Waarde bondscoach, geachte heer Wilmots, beste Marc, blij
dat u er nog bent. Ik blijf supporteren, hoor. Tegen de Russen nam u mijn
suggestie voor het basiselftal op één naam na over (ik had Vermaelen in de
plaats van Van Buyten gebracht, niet in die van Vertonghen), maar dat vergeef
ik u. Hierbij mijn voorstel voor de startelf tegen Zuid-Korea, rekening houdend
met het feit dat we al gekwalificeerd zijn (maar nog geen groepswinnaar), dat
er een paar jongens op het randje van een gele schorsing rondlopen
(Alderweireld, Vertonghen, Witsel), een lichte blessure hebben (Kompany,
Vermaelen) en dat we toch best die Koreanen niet onderschatten (herinner je
Saudi-Arabië in 1994, Marc, weet je nog: die wedstrijd waarin je elvendertig
doelkansen de nek omwrong, waarna we alsnog tegen die verderfelijke Duitsers
moesten in de achtste finales. Bespaar ons dat gruwelijke lot dit keer!).

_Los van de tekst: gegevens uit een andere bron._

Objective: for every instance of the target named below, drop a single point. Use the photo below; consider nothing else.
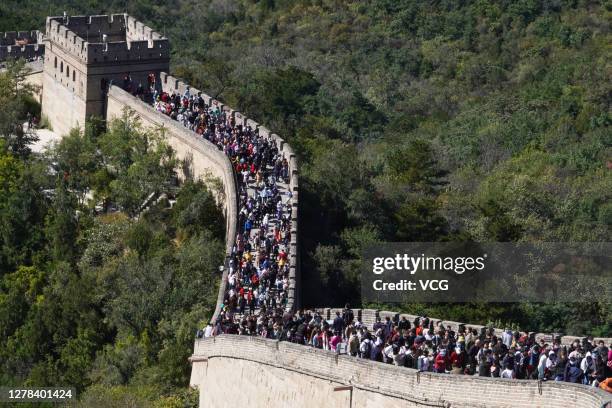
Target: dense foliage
(98, 291)
(414, 121)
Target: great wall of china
(242, 366)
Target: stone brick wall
(204, 158)
(10, 48)
(171, 84)
(79, 65)
(269, 373)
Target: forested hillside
(103, 300)
(413, 121)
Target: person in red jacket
(440, 361)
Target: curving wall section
(295, 375)
(171, 84)
(298, 376)
(205, 161)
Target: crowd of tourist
(257, 282)
(258, 267)
(429, 346)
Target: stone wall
(368, 317)
(205, 160)
(82, 37)
(171, 85)
(258, 372)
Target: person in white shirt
(507, 373)
(208, 330)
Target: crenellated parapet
(114, 38)
(19, 37)
(21, 44)
(171, 84)
(27, 52)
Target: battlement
(28, 52)
(19, 38)
(114, 38)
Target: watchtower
(83, 54)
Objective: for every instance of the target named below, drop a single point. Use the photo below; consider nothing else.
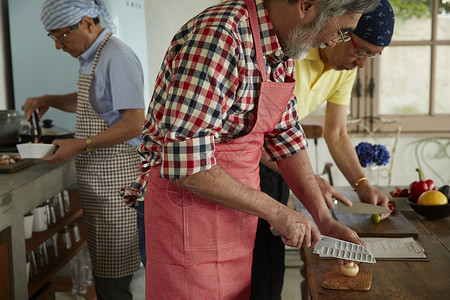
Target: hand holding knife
(35, 130)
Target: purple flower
(381, 155)
(365, 153)
(369, 154)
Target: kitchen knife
(332, 247)
(361, 208)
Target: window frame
(431, 124)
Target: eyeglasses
(345, 36)
(60, 39)
(360, 54)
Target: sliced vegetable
(376, 218)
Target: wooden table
(395, 279)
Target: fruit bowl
(30, 150)
(430, 211)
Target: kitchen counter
(20, 192)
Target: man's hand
(329, 193)
(296, 229)
(369, 194)
(32, 104)
(66, 150)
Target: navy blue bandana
(377, 26)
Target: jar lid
(8, 113)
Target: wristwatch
(89, 147)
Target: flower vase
(373, 175)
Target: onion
(349, 269)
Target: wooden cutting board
(396, 225)
(16, 167)
(334, 280)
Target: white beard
(301, 56)
(320, 46)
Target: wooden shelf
(45, 273)
(64, 284)
(74, 213)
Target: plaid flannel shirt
(207, 92)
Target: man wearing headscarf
(326, 74)
(109, 105)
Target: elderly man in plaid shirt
(224, 91)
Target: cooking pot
(49, 133)
(9, 127)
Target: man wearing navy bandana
(326, 74)
(110, 106)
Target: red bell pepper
(418, 187)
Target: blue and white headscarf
(56, 14)
(377, 26)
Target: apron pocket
(209, 226)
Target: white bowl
(30, 150)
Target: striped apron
(110, 224)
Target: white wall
(432, 155)
(164, 18)
(5, 79)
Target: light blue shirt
(118, 81)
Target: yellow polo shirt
(316, 83)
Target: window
(410, 83)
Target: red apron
(195, 248)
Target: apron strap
(99, 51)
(254, 25)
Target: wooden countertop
(401, 279)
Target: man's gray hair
(331, 8)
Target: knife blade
(336, 248)
(361, 208)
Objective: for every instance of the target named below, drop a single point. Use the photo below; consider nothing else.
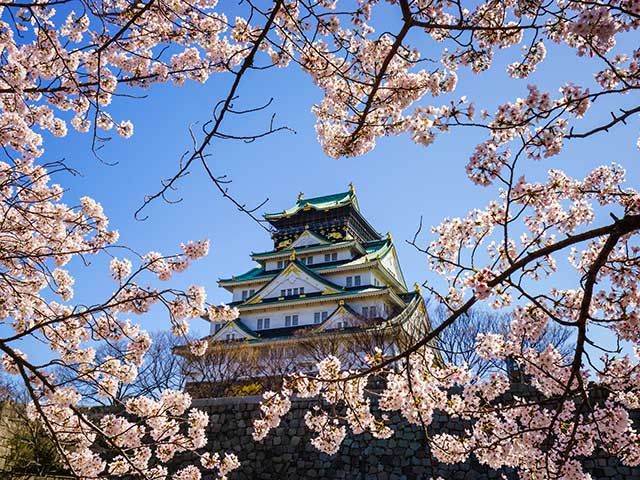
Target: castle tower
(330, 274)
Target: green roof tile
(319, 203)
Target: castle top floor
(336, 217)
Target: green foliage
(30, 449)
(245, 390)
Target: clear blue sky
(396, 183)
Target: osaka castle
(331, 284)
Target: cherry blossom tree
(64, 62)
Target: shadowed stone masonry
(286, 453)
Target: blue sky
(397, 183)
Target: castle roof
(325, 202)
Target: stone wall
(286, 452)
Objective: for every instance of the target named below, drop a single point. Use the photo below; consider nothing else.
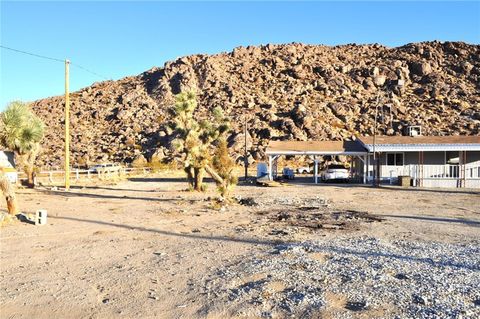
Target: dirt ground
(141, 248)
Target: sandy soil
(139, 249)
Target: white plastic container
(41, 217)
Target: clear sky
(118, 39)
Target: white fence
(433, 171)
(58, 176)
(432, 175)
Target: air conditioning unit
(414, 130)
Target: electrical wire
(32, 54)
(56, 60)
(89, 71)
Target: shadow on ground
(168, 233)
(468, 222)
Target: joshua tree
(224, 165)
(8, 191)
(194, 138)
(21, 132)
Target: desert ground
(147, 248)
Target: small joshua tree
(195, 138)
(21, 132)
(224, 165)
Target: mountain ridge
(288, 91)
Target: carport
(276, 149)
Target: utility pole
(245, 155)
(375, 159)
(67, 127)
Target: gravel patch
(343, 278)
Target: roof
(421, 143)
(315, 148)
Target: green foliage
(195, 138)
(21, 132)
(20, 129)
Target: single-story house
(430, 161)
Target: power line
(89, 71)
(56, 60)
(32, 54)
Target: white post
(270, 164)
(365, 169)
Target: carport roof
(315, 148)
(421, 143)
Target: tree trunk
(12, 205)
(190, 179)
(214, 174)
(30, 181)
(26, 162)
(7, 189)
(199, 174)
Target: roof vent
(414, 130)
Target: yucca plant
(195, 138)
(21, 132)
(224, 166)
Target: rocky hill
(291, 92)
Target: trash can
(404, 181)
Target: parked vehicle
(305, 170)
(336, 172)
(288, 173)
(105, 168)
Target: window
(399, 159)
(390, 159)
(395, 159)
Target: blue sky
(118, 39)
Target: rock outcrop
(290, 92)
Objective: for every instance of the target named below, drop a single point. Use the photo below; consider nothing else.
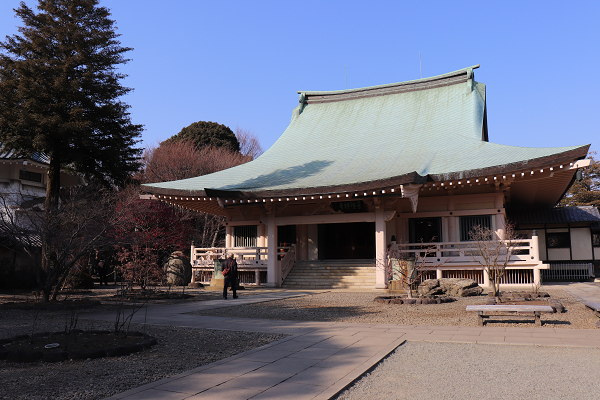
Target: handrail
(522, 250)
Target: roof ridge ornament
(302, 101)
(470, 77)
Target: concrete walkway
(320, 358)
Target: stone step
(352, 274)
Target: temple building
(406, 164)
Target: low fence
(568, 272)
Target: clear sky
(240, 63)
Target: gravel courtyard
(182, 349)
(456, 371)
(359, 307)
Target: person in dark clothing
(103, 272)
(230, 275)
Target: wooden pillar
(500, 227)
(380, 248)
(302, 232)
(228, 236)
(273, 272)
(192, 259)
(261, 235)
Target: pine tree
(59, 93)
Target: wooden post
(273, 278)
(380, 248)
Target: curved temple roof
(410, 132)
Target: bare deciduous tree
(249, 144)
(54, 240)
(494, 252)
(174, 160)
(183, 159)
(410, 270)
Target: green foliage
(204, 133)
(586, 192)
(59, 92)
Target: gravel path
(420, 370)
(345, 306)
(426, 365)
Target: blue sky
(240, 63)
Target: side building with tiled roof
(358, 169)
(23, 182)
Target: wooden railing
(252, 262)
(445, 254)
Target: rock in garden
(178, 269)
(450, 286)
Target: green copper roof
(432, 127)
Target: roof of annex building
(558, 215)
(426, 130)
(13, 155)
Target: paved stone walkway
(320, 358)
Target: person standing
(230, 275)
(103, 272)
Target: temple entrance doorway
(351, 241)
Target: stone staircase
(331, 274)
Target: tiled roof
(408, 132)
(560, 215)
(12, 155)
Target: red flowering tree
(149, 233)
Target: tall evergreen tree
(59, 92)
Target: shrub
(7, 270)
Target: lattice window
(245, 236)
(468, 223)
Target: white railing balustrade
(446, 254)
(252, 262)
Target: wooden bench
(594, 306)
(505, 310)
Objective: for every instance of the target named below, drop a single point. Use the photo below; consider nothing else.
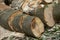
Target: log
(44, 15)
(4, 7)
(4, 18)
(56, 12)
(14, 20)
(48, 15)
(32, 26)
(48, 1)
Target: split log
(32, 25)
(13, 21)
(4, 7)
(56, 12)
(16, 21)
(4, 18)
(48, 15)
(48, 1)
(45, 16)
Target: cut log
(45, 16)
(32, 25)
(4, 7)
(48, 1)
(16, 21)
(56, 12)
(13, 21)
(48, 15)
(4, 18)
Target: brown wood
(48, 15)
(45, 14)
(11, 19)
(4, 18)
(32, 26)
(48, 1)
(4, 7)
(56, 13)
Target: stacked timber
(4, 7)
(14, 20)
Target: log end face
(38, 27)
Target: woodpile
(32, 17)
(16, 21)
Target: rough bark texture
(30, 25)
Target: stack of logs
(31, 23)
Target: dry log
(32, 25)
(4, 18)
(48, 1)
(13, 21)
(48, 15)
(4, 7)
(44, 15)
(16, 21)
(56, 12)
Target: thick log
(48, 15)
(14, 20)
(44, 15)
(48, 1)
(56, 12)
(4, 18)
(32, 26)
(4, 7)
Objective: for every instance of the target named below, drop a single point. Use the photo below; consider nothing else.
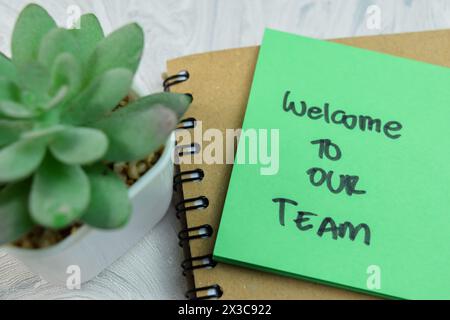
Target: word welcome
(390, 129)
(305, 222)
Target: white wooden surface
(175, 28)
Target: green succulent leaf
(88, 36)
(142, 126)
(35, 82)
(55, 43)
(99, 98)
(21, 159)
(79, 145)
(31, 27)
(14, 215)
(7, 68)
(121, 49)
(59, 195)
(66, 79)
(10, 130)
(110, 207)
(9, 90)
(14, 110)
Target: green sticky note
(351, 182)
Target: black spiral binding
(185, 206)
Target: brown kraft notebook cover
(220, 83)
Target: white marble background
(175, 28)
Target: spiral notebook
(220, 83)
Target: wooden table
(175, 28)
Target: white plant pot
(93, 250)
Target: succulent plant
(59, 125)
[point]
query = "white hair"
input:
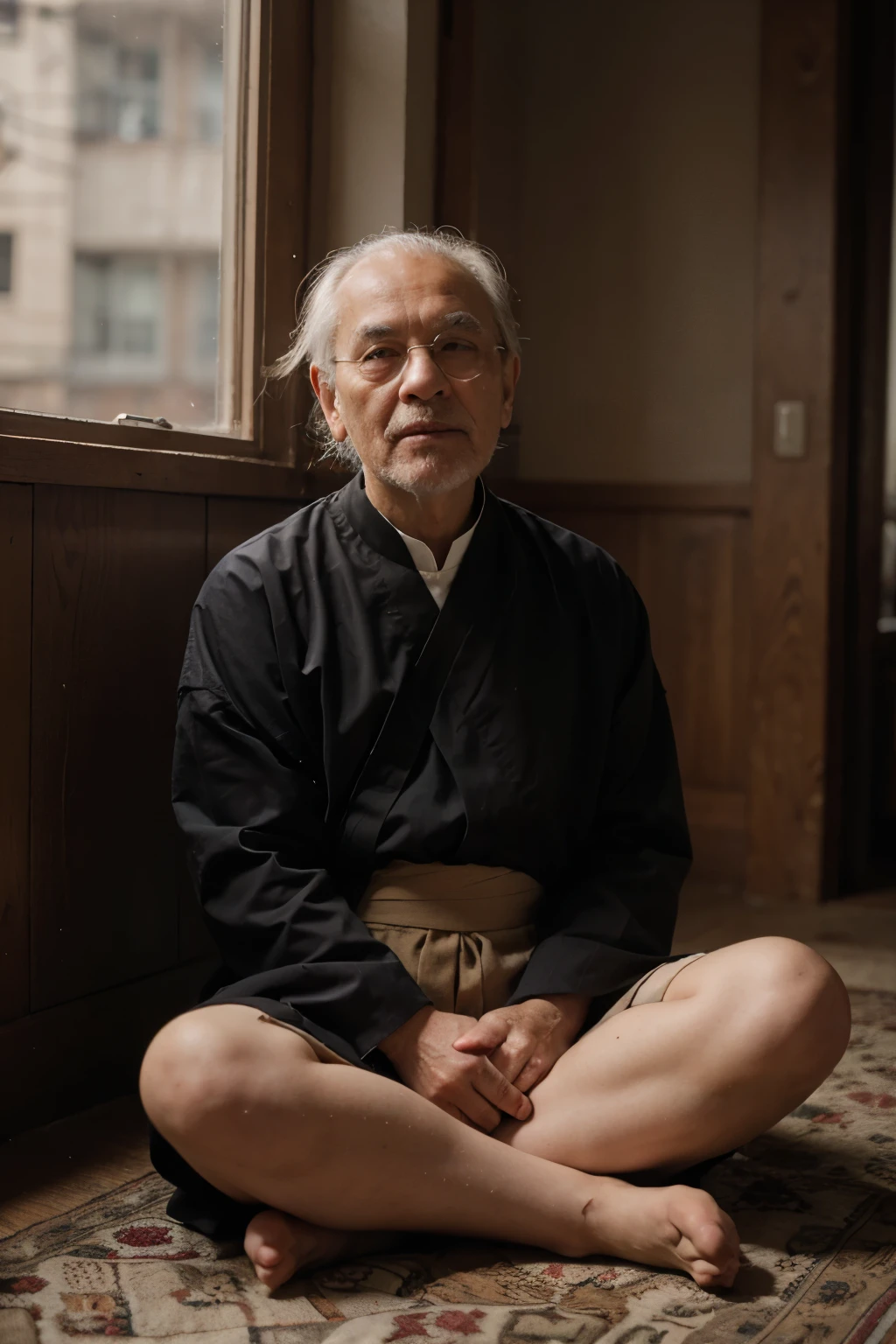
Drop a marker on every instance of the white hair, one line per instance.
(315, 335)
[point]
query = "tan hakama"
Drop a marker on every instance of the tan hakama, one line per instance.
(465, 933)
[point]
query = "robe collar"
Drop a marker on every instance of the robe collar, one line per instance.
(378, 531)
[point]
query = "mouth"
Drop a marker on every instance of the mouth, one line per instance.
(426, 431)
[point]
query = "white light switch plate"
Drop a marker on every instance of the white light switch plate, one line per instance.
(790, 429)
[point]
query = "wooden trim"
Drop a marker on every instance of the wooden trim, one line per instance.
(717, 498)
(456, 195)
(794, 499)
(719, 809)
(17, 542)
(283, 408)
(58, 463)
(277, 207)
(865, 355)
(89, 1050)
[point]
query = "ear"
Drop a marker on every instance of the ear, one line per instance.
(511, 375)
(329, 403)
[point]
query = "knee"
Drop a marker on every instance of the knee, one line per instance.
(191, 1070)
(798, 1002)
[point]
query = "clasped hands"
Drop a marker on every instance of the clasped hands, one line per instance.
(480, 1070)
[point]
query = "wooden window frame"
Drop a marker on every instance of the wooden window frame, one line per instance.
(276, 460)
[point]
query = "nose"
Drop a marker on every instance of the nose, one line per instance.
(422, 379)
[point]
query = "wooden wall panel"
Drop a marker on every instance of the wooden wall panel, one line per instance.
(794, 499)
(15, 694)
(690, 564)
(231, 522)
(115, 577)
(688, 582)
(87, 1051)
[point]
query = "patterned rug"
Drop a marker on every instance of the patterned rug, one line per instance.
(815, 1200)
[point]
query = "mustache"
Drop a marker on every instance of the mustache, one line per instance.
(416, 425)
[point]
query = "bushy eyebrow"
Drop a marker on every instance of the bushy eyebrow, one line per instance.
(466, 321)
(456, 321)
(375, 332)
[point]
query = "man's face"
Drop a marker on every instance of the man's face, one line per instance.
(419, 430)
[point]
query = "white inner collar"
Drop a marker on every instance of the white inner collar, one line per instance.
(424, 558)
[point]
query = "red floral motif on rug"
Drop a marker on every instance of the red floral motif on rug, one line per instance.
(815, 1200)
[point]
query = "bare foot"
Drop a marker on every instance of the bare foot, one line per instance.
(670, 1226)
(280, 1245)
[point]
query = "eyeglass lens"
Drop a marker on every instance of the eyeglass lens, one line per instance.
(457, 356)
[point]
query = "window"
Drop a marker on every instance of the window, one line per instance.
(148, 145)
(208, 95)
(5, 263)
(118, 89)
(117, 312)
(8, 18)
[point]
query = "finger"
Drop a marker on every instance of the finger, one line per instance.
(454, 1112)
(477, 1112)
(494, 1088)
(488, 1033)
(514, 1055)
(532, 1073)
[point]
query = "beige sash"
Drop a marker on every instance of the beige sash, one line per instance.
(462, 932)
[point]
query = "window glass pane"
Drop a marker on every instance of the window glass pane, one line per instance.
(120, 122)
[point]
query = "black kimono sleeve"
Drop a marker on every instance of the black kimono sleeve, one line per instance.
(248, 799)
(615, 917)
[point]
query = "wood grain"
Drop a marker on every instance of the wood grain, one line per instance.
(795, 318)
(15, 696)
(621, 496)
(116, 574)
(63, 461)
(87, 1051)
(231, 522)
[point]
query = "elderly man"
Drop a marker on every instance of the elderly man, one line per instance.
(429, 784)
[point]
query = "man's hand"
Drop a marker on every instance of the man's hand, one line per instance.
(466, 1085)
(527, 1040)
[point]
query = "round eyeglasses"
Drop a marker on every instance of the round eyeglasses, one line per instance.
(458, 358)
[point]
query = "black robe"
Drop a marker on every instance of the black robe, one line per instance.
(550, 752)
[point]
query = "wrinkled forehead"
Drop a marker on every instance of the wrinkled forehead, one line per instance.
(396, 292)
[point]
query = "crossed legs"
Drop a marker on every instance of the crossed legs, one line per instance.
(742, 1037)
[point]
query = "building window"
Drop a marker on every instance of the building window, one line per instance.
(5, 263)
(118, 315)
(8, 18)
(118, 89)
(208, 97)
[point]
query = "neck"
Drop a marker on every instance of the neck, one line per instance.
(434, 519)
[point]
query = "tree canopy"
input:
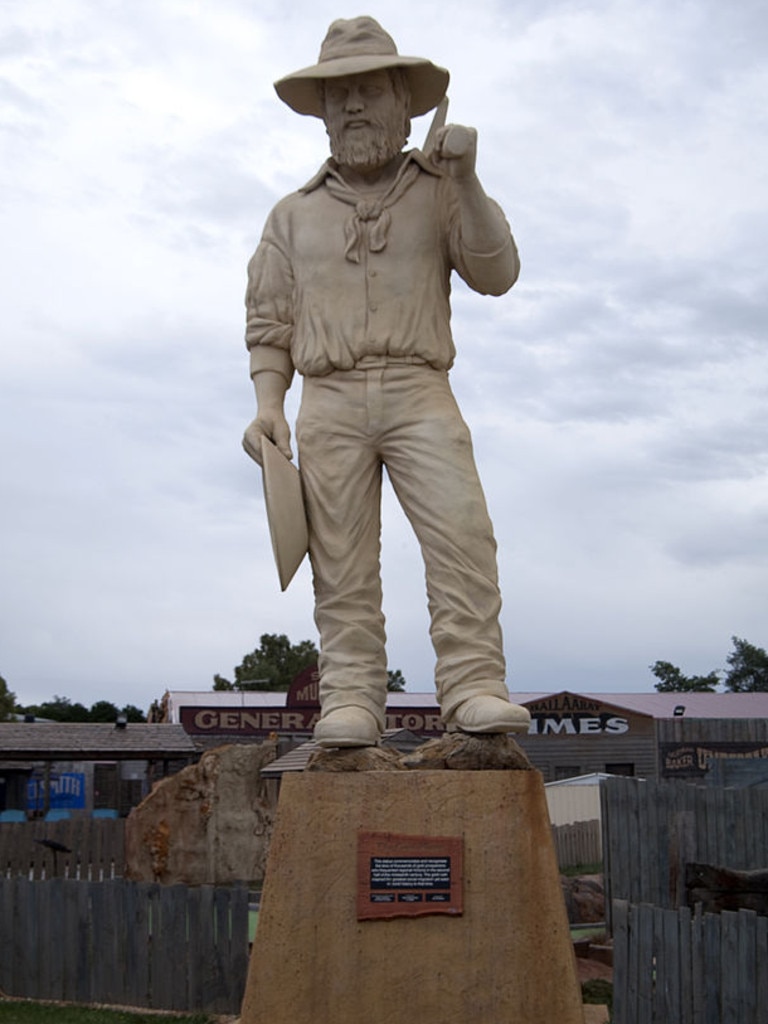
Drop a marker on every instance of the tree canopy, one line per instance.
(672, 680)
(64, 710)
(275, 663)
(747, 673)
(272, 666)
(749, 668)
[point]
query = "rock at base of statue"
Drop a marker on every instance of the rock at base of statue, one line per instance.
(413, 895)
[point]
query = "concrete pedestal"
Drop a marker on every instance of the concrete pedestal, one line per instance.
(507, 960)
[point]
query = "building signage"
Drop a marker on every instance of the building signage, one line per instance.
(67, 792)
(262, 721)
(690, 760)
(570, 715)
(560, 715)
(408, 876)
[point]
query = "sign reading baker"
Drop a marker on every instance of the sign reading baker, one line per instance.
(572, 715)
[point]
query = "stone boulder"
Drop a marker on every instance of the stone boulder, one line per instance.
(585, 898)
(209, 823)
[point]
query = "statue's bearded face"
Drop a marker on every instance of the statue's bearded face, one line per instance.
(367, 118)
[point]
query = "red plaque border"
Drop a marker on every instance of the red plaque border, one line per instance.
(420, 855)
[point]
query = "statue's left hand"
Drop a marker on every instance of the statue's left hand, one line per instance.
(456, 151)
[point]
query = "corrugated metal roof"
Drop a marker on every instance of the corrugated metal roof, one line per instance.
(92, 741)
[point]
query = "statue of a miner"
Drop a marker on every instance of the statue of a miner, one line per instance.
(350, 287)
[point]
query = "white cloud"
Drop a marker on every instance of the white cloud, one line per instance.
(616, 396)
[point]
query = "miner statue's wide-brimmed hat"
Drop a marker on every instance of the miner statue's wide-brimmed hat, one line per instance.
(353, 47)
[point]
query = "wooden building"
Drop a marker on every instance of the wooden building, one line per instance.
(649, 735)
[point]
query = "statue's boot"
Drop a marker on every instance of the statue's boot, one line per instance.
(348, 726)
(488, 714)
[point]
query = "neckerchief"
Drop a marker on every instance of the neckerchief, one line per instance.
(370, 221)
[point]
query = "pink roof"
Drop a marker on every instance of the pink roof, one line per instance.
(655, 705)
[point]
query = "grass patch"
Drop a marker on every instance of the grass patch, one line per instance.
(579, 932)
(598, 990)
(28, 1012)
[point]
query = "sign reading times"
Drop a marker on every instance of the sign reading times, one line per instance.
(408, 876)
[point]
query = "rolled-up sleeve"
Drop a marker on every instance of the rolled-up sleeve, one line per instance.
(269, 315)
(486, 272)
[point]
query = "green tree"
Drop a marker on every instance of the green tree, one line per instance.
(748, 671)
(7, 701)
(671, 680)
(133, 714)
(395, 681)
(272, 666)
(102, 711)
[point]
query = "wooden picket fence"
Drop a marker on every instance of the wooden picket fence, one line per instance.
(580, 843)
(674, 967)
(79, 848)
(652, 829)
(124, 943)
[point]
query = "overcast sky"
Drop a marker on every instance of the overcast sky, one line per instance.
(617, 395)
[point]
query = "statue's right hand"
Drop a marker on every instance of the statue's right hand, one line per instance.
(274, 427)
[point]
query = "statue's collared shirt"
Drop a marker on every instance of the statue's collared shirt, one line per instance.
(339, 276)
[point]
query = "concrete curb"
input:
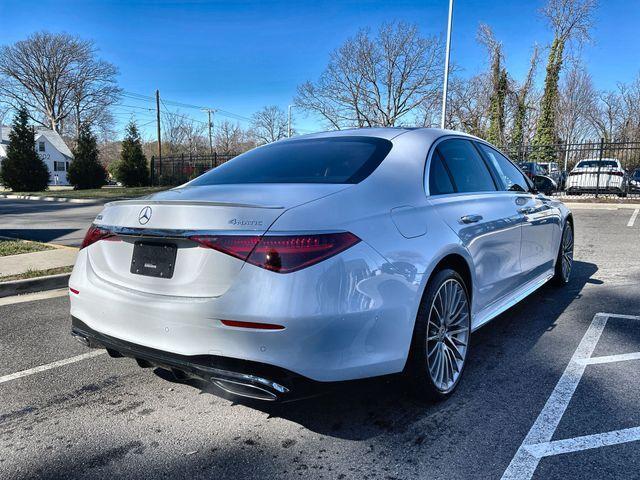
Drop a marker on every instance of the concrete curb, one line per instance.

Hier gaan we: Courtois; Vanden Borre, Van Buyten, Kompany
(Ciman vind ik echt geen optie, helaas, dus toch maar risico nemen met onze aanvoerder), Lombaerts; Defour, Fellaini, De
Bruyne; Mirallas, Hazard, Origi. En laat die Januzaj een halfuurtje meespelen
en breng Lukaku in bij 3-0. Tot donderdag. (Uw kritische supporter in goede en
kwade dagen. PS: vandaag ben ik behoorlijk kwaad, ja.)